Columbus Day has been a federal holiday since 1934. Recently, cities like Seattle and Minneapolis have swapped out Columbus for events in honor of native peoples, following places like Berkeley, Calif., which since the early 1990s has celebrated Indigenous Peoples Day instead. Mr. Blandina is firmly against efforts to rebrand the parade as anything other than a mark of Columbus’s achievement. “It’s been that from 1492,” he said. “It’s just another effort to deteriorate Italian culture, and it’s wrong.”
Italian culture was thick on Fifth Avenue on Monday. The crowd leaned over creaking police barricades to snatch cupfuls of free gelato given out along the parade route. A motorcade of Italian sports cars eased down the avenue nose to tail: an Abarth from Bologna, a Maserati from Modena. A knot of tiny Fiats from Turin brought up the rear, each flying tricolor flags like windshield wipers.
At the same time, on Randalls Island, a different culture was on display at an indigenous people’s festival, attended by several hundred. Fry bread, beaded jewelry and tepees abounded, but mention of the man who was responsible for the day off work was off limits.
“We’re not going to talk about what’s-his-name,” Gyasi Ross, 39, a lawyer and member of the Blackfeet Nation from Washington State, told the crowd. “We understand that we are not defined by one person who stumbled here and so we don’t have to dedicate energy to that person. Instead we show our love and dedicate our energy to ourselves. Because we are worth loving and appreciating and celebrating.”
Those sentiments could even be found in the crowd taking in the Manhattan parade. “It’s offensive to the people who were here first,” said Kirk McDonagh, 26, who works in an office building along the parade route and stepped out to see it go by. “We showed up, we took over, and the Native American population has been suffering ever since.”
Grasping a tinkling scetavaiasse, a wooden stick covered with cymbals, Domenico Spinelli, 39, a podiatrist from Capri who had made the trip with the Italian folk band, was marching in celebration of something else entirely.

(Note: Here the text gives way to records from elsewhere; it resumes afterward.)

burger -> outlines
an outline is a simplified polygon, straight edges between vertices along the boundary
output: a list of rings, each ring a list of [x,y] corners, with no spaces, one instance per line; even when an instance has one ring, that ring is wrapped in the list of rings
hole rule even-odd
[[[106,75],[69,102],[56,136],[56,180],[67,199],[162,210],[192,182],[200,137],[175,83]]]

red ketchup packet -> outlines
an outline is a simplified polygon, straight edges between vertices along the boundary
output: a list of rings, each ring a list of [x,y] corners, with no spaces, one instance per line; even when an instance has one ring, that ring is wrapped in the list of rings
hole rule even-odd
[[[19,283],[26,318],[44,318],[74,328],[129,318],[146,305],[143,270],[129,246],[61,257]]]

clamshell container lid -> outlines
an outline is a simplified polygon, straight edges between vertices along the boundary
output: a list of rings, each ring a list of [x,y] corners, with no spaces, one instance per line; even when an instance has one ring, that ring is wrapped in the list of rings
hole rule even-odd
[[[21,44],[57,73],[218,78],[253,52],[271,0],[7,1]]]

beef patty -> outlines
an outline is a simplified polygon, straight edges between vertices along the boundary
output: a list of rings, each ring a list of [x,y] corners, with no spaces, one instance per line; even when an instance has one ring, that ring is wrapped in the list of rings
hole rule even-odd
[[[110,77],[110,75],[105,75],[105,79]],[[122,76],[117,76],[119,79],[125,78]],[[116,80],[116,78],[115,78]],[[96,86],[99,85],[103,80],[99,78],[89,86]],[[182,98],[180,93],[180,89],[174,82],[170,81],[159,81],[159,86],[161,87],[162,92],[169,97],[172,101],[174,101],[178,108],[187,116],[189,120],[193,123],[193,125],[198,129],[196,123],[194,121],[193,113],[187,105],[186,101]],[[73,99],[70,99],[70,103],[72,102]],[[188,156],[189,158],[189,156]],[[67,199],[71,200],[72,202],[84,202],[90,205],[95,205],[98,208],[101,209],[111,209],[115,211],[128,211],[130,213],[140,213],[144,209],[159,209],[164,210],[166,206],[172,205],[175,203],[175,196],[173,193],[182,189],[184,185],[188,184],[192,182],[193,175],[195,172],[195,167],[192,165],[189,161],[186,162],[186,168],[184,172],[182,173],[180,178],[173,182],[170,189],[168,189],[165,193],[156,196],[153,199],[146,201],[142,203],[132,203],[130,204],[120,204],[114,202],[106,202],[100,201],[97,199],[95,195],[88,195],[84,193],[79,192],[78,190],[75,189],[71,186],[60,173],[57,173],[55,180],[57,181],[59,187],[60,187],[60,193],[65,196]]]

“For me it’s not important, 1492. For me, to speak with the American people is the true tesoro — treasure,” he said. “You can discover every day, America.”
Correction:
An article on Tuesday about the ways in which different organizations marked Columbus Day in New York City misspelled the given name of a podiatrist who had come to the city with an Italian folk band to march in the Columbus Day parade. He is Domenico Spinelli, not Dominico.